First you shouldn't rotate the values, only keys and queries.
This is wrong : v_out = (torch.bmm(v.transpose(0,1), self.R[:m, ...])).transpose(0,1)
Second you shouldn't apply multihead attention which as additional inner weights that will mess with the rotations you have just done.
This is wrong : activations, attn_weights = self.multihead (q_out,k_out,v_out)
Instead you should use scaled_dot_product_attention( q_out,k_out,v_out)
Third, each attention head should have been treated similarly, and each attention head should have the same rotation frequencies.
> Second you shouldn't apply multihead attention which as additional inner weights that will mess with the rotations you have just done
wait does that mean that rotary embeddings don't work with multiheaded attention? First I have heard of this. Wouldn't this be an issue with position embeddings as well (for example sinusoidal position embeddings are a special case of rotary embeddings)?

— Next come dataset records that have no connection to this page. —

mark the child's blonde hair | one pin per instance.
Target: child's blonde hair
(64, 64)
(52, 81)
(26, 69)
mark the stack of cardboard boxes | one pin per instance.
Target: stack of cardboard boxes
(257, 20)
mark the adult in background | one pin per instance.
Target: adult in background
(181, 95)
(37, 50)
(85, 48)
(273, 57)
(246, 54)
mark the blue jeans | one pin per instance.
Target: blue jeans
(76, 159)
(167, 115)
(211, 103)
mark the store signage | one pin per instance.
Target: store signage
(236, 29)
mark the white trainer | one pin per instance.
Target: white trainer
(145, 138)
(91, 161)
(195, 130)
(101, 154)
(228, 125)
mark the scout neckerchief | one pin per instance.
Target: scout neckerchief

Afaiu, the whole idea behind rotary embeddings is kind of a hack to switch the similarity metric (that compares query to keys) inside the scaled_dotproduct_attention without having to rewrite the optimized code of scaled_dotproduct_attention.
This custom similarity metric has some properties engineered into it, mainly some invariance with relative positioning, and learnable decay with increasing distance (keys-query similarity decrease with increasing distance in position space and the network can learn how important is position distance compared to feature-space distance). It's a strong prior that works well when relative positioning is important.
It's a refinement of the traditional attention : It's a different and more ambitious aim than what sinusoidal position are trying to do, which is just provide some position information to the neural network so that it can distinguish keys and let it learn what it sees fit.
Sinusoidal position embeddings can learn some relative positioning quite easily because of trigonometry, but they have to learn it. Rotary embeddings have relative positioning baked in : everything is relative to the query position (quite similar point of view as a convolutional network), and the only thing they learn is how important small position distance compared to high position distance should be.